第二次大戦中、ナチスドイツによって開発されたミサイル技術はドイツの敗戦後、西側・東側双方に流れ、アメリカやソ連などの大国をはじめとする各国のミサイル開発へとつながっていきました。
巡航ミサイルとは、側面の主翼で揚力を、ジェットエンジンで推進力を得る航空機のような外見のミサイルで、発射地点と目標地点の経度緯度データをもとに自律航行できることが特徴となっています。
その用途は対地攻撃、対艦攻撃、さらには核弾頭の搭載と多岐にわたり、発射に用いられるプラットフォームも陸上をはじめ水上艦や航空機、潜水艦までさまざまです。
もっとも有名なものはアメリカ軍の使うトマホークでしょうが、世界にはほかにもバリエーション豊富な巡航ミサイルが存在しています。
ここでは、世界各国の巡航ミサイルについてご紹介します。
トマホーク(アメリカ)
引用:https://www.youtube.com/watch?v=mXQfx17LFn0
トマホークはアメリカが1970年代に開発した巡航ミサイルで対地、対艦、核弾頭など様々なバリエーションや発展形が開発され、アメリカ軍では現役で運用されています。
巡航ミサイルと聞けばトマホークというイメージがあるのではないでしょうか。
もともと、核兵器の制限を行うための国際条約である第一次戦略兵器制限条約に抵触しない範囲で核戦力を維持するための核兵器運搬手段として開発がはじめられました。
全長は5・56m、重量1490㎏、射距離は1670㎞とされていますが、高度2万フィート(6100m)で飛翔する場合は3000㎞に延伸するといわれています。
飛翔中はミサイルにあらかじめ入力された目標の地形データに加え、飛翔中にもGPSによってデータをアップデートし軌道を修正しながら目標を目指します。
また、トマホークは射程が1000㎞を越えるため、飛翔中に目標が移動するなど状況の変化によりミサイルが無駄撃ちとなることも考えられますが、そういった場合には人工衛星からデータリンクによって目標の変更が可能となっています。

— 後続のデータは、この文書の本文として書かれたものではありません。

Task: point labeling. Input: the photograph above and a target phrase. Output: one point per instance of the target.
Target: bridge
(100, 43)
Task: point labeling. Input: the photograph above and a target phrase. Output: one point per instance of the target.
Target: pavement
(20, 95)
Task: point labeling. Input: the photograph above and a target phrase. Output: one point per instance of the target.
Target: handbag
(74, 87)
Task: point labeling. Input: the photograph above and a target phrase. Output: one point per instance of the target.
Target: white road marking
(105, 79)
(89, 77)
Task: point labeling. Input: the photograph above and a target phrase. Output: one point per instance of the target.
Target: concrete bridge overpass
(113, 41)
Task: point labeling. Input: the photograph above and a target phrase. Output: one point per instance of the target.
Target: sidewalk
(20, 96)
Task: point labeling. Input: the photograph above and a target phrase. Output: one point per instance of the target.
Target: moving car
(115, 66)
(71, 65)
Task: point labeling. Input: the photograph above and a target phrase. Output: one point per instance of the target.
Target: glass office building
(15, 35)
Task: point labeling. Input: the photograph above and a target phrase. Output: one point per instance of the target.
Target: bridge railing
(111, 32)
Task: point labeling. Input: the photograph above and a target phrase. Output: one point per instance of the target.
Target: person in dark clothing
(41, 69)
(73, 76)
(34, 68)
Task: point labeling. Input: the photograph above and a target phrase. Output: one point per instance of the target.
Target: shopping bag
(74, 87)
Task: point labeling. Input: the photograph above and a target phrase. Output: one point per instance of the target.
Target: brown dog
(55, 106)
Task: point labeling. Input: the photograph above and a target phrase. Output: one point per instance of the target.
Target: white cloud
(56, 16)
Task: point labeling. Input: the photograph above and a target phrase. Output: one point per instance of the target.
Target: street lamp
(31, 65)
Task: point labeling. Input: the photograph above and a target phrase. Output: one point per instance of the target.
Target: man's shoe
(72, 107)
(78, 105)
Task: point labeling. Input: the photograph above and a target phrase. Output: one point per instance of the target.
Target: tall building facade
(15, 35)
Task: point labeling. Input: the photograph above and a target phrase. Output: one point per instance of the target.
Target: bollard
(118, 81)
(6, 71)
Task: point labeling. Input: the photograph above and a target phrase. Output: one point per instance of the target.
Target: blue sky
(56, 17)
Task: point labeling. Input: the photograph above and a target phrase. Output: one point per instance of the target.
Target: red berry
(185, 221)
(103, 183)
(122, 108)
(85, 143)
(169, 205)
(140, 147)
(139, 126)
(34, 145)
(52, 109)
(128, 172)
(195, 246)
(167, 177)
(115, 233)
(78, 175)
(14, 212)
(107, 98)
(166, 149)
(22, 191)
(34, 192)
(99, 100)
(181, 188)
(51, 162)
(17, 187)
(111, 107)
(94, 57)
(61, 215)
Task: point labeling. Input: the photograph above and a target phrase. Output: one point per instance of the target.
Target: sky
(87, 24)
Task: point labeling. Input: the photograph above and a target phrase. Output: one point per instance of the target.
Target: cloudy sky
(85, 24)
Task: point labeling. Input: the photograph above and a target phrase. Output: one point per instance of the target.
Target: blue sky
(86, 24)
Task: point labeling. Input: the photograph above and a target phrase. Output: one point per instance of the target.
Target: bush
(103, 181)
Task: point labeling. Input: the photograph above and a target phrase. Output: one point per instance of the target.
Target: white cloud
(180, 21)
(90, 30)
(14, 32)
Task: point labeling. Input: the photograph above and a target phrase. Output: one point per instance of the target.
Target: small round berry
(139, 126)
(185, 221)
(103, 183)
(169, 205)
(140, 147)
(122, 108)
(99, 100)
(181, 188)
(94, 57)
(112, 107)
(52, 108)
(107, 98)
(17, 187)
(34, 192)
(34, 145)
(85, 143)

トマホークはアメリカ海軍で140隻以上の水上艦、潜水艦に搭載され、その総数は3600発以上。
さらにはアメリカだけでなく、イギリス海軍でも使用されています。
歴史の古いトマホークは実戦での運用回数も多く、1991年の湾岸戦争が実戦初投入でした。
その後もコソボ紛争やイラク戦争、イスラム国への攻撃やシリア内戦でも多数のトマホークが使用され、これまで発射されたトマホークは2300発以上といわれ、世界で最も実戦使用の多い巡航ミサイルとなっています。
ちなみに、これまで最もトマホークによる攻撃を受けた回数の多い国第1位はイラクで、使用されたトマホークの半数以上にのぼる1500発以上が撃ち込まれたといわれ、2位のセルビア・モンテネグロの230発に7倍以上の大差をつけています。
ブラモス PJ-10(インド)
引用:http://blog.livedoor.jp/corez18c24-mili777/archives/48375006.html
ブラモスはインドとロシアが共同開発している超音速巡航ミサイルです。
陸上、水上、空中、水中など多種類のプラットフォームから発射可能。
ロシアの対艦ミサイル「P-800 ヤーホント」をベースにインドが誘導系のエレクトロニクスなどの開発を行ったとされ、2001年6月にはじめての発射実験が行われました。
ブラモスという名前はインドのブラマプトラ川とロシアのモスクワ川に由来しています。
最大速力はマッハ2・5~2・8で、最大飛翔距離は290m。
固体燃料ブースターで超音速に加速すると、ブースターを切り離し、液体燃料ラムジェットにより15000mという高空を巡行し、終末時には10~15mという低空まで降下して目標を目指します。
YJ(鷹撃)シリーズ(中国)
引用:http://seesaawiki.jp/w/namacha2/d/YJ-8
YJシリーズは中国の対艦巡航ミサイルです。
YJ-8(鷹撃―8)は1980年代に開発された対艦巡航ミサイルで、西側諸国のNATOコードネームでは「サーディン」と呼ばれていました。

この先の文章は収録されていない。